The ducts are composed of areolar tissue containing longitudinal and transverse elastic fibers; muscular fibers are entirely absent; they are lined by columnar epithelium resting on a basement membrane. The epithelium of the mamma differs according to the state of activity of the organ. In the gland of a woman who is not pregnant or suckling, the alveoli are very small and solid, being filled with a mass of granular polyhedral cells. During pregnancy the alveoli enlarge, and the cells undergo rapid multiplication. At the commencement of lactation, the cells in the center of the alveolus undergo fatty degeneration, and are eliminated in the first milk, as colostrum corpuscles The peripheral cells of the alveolus remain, and form a single layer of granular, short columnar cells, with spherical nuclei, lining the basement membrane. The cells, during the state of activity of the gland, are capable of forming, in their interior, oil globules, which are then ejected into the lumen of the alveolus, and constitute the milk globules. When the acini are distended by the accumulation of the secretion the lining epithelium becomes flattened.

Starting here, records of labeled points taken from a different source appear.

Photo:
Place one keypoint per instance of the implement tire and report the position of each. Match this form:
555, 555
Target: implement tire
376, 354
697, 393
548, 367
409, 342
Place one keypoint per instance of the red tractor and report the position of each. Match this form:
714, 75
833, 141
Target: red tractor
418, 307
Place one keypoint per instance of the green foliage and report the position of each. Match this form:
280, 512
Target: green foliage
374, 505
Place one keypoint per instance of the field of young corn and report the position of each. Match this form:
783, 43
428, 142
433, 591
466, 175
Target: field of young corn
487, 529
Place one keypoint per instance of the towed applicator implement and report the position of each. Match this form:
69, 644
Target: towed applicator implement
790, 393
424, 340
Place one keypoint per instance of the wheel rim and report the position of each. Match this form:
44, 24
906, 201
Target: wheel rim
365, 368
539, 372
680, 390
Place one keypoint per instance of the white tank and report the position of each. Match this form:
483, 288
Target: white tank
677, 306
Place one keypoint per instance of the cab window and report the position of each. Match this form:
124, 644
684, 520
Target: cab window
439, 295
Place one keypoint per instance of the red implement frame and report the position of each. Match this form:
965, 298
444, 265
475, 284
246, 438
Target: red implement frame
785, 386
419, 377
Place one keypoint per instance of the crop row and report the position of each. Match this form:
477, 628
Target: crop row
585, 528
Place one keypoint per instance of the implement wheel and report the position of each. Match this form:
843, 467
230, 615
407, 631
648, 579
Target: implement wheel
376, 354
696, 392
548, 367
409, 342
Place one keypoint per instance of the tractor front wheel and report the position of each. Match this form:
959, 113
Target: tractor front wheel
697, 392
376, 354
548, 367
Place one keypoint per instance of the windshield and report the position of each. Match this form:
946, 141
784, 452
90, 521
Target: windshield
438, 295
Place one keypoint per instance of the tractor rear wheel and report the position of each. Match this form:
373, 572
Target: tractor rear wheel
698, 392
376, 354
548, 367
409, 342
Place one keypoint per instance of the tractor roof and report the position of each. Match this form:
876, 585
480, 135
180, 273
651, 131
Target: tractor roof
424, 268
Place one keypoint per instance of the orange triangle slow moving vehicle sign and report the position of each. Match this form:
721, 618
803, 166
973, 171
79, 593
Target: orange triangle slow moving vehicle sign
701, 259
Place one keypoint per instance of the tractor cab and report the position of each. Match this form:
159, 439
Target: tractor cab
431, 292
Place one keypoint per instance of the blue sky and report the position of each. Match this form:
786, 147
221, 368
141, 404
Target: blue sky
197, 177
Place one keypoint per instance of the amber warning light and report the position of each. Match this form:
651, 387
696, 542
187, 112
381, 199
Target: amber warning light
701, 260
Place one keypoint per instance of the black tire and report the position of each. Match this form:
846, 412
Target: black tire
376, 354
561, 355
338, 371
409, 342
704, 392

FIG. 1172– Dissection of the lower half of the mamma during the period of lactation. (Luschka.) (Picture From the Classic Gray's Anatomy)

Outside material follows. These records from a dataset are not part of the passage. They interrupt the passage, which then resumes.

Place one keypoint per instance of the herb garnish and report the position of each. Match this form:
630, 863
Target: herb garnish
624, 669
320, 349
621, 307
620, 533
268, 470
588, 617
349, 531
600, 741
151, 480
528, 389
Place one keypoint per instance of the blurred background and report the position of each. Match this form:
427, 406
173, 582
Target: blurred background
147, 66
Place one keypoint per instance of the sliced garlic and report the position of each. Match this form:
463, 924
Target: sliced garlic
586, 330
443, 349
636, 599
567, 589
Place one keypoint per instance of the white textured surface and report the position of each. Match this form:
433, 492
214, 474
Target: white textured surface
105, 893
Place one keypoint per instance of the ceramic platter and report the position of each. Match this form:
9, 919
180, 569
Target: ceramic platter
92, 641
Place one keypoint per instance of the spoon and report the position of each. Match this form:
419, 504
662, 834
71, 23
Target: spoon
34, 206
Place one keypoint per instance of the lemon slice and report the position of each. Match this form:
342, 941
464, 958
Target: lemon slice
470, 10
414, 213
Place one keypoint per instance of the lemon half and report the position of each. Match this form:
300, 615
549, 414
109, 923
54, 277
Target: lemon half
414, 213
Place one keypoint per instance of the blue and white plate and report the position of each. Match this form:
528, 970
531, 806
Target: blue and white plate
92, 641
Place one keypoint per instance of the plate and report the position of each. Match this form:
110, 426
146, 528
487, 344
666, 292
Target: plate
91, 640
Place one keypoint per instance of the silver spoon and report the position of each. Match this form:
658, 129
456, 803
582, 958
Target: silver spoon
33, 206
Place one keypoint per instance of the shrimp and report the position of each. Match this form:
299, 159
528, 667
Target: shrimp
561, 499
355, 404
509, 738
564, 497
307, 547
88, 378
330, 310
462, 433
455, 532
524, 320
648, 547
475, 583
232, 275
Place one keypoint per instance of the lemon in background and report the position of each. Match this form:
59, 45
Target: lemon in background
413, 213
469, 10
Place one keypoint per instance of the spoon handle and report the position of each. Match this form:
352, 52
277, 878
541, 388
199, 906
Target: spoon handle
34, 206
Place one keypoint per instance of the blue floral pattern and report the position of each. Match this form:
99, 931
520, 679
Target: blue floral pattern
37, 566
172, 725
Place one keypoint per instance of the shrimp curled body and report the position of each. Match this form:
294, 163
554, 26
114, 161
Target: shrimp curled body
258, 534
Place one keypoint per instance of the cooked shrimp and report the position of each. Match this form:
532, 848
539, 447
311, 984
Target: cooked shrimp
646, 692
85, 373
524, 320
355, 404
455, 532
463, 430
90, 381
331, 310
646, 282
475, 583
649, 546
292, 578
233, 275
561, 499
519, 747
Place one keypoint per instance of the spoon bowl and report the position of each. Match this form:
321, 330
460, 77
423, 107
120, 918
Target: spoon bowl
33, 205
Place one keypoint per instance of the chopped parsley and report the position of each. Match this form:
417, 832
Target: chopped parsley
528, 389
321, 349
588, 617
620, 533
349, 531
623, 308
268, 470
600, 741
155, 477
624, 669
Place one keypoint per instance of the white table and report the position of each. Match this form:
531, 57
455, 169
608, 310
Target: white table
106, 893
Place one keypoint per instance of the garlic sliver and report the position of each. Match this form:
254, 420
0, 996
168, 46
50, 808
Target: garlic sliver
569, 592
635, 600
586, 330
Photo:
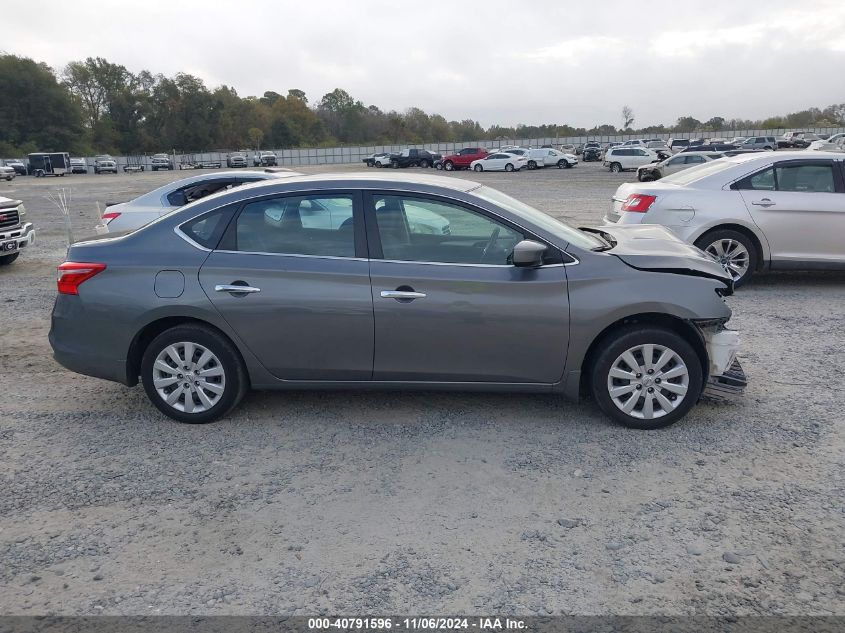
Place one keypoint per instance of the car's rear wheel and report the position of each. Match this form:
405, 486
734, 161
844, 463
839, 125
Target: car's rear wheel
193, 374
646, 378
734, 250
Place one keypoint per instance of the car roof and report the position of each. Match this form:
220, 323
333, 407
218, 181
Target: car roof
782, 155
701, 153
364, 178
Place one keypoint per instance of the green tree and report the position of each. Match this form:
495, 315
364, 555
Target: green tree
688, 124
255, 137
627, 117
296, 93
36, 112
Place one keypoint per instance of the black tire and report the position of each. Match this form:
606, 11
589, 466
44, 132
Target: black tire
706, 240
630, 336
237, 381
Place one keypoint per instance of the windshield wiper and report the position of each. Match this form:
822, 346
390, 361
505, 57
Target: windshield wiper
608, 240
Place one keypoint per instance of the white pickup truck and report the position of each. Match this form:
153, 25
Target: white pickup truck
15, 232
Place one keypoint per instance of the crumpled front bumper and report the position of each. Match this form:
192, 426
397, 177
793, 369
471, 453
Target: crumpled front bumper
726, 379
727, 386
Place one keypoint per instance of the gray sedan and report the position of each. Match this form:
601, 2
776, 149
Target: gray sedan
262, 287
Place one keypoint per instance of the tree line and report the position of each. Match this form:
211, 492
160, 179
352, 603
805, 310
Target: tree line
96, 106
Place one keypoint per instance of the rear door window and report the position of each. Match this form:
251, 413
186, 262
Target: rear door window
320, 225
806, 178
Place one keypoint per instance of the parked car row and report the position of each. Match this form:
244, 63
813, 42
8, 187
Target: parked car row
509, 158
753, 211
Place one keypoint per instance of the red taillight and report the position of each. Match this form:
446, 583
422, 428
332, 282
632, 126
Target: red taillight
638, 202
72, 274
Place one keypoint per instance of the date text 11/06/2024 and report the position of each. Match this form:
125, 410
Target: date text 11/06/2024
416, 624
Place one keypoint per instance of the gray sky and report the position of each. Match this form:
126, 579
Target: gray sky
498, 62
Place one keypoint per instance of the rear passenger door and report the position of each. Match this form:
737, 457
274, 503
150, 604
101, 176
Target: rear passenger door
448, 304
800, 206
290, 276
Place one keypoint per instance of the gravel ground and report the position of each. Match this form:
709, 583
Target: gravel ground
420, 503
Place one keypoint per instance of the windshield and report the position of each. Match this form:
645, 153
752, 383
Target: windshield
543, 220
698, 172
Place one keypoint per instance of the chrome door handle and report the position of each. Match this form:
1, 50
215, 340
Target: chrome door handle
401, 294
235, 288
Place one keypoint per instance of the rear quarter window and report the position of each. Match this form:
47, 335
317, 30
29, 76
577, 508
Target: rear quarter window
207, 229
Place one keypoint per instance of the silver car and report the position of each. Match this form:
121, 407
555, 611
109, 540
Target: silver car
266, 287
674, 164
126, 216
779, 211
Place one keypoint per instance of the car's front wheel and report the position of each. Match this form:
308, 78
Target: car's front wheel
646, 378
734, 250
193, 374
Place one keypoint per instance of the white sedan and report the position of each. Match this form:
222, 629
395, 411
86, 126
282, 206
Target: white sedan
770, 210
131, 215
500, 161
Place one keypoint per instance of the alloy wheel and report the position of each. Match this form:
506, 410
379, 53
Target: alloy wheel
189, 377
648, 381
732, 255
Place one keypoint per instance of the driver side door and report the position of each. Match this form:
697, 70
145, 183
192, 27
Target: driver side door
448, 304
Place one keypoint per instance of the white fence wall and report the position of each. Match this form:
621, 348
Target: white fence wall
347, 155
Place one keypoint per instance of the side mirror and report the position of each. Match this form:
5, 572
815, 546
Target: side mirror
528, 254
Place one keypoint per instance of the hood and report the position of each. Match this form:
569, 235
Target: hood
655, 248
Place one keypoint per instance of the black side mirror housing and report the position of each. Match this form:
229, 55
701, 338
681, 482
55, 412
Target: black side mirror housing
528, 254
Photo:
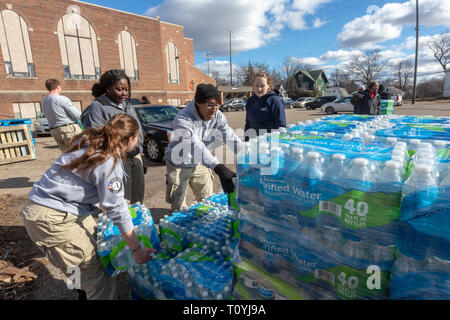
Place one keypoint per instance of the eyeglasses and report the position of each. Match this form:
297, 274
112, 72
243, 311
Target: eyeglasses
211, 105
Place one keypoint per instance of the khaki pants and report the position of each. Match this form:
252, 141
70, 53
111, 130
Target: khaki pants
62, 135
135, 181
67, 241
199, 178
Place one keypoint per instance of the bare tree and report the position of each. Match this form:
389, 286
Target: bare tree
245, 73
440, 45
366, 66
342, 79
404, 72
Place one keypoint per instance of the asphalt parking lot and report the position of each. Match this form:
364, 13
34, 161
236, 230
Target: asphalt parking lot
18, 178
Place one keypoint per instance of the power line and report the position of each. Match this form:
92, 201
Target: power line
417, 52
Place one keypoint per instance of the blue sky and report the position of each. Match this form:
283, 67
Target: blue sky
324, 33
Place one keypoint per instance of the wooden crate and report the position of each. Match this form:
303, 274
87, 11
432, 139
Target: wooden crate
16, 144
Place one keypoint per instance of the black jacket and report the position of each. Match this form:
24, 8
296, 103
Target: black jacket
266, 112
102, 109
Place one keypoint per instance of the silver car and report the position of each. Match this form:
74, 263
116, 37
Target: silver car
300, 102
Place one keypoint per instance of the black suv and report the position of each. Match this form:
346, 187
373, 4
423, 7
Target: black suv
319, 101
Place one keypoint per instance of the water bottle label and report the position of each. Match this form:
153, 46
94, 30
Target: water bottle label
281, 287
359, 210
350, 283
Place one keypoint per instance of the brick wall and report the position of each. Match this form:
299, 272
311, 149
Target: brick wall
151, 36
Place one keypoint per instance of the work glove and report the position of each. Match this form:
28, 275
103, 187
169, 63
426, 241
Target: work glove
226, 177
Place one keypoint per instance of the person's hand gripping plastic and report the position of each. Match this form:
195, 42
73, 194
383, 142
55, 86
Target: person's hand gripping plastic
226, 177
143, 254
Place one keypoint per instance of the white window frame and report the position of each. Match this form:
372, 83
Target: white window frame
75, 60
15, 45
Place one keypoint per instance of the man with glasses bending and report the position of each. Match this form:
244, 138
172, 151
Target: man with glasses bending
199, 128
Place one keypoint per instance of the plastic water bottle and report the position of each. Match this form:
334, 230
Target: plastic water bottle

FIG. 1173– Section of portion of mamma. (Picture From the Classic Gray's Anatomy) The fibrous tissue invests the entire surface of the mamma, and sends down septa between its lobes, connecting them together. The fatty tissue covers the surface of the gland, and occupies the interval between its lobes. It usually exists in considerable abundance, and determines the form and size of the gland. There is no fat immediately beneath the areola and papilla. Vessels and Nerves—The arteries supplying the mammæ are derived from the thoracic branches of the axillary, the intercostals, and the internal mammary. The veins describe an anastomotic circle around the base of the papilla, called by Haller the circulus venosus From this, large branches transmit the blood to the circumference of the gland, and end in the axillary and internal mammary veins. The lymphatics are described on page 715. The nerves are derived from the anterior and lateral cutaneous branches of the fourth, fifth, and sixth thoracic nerves.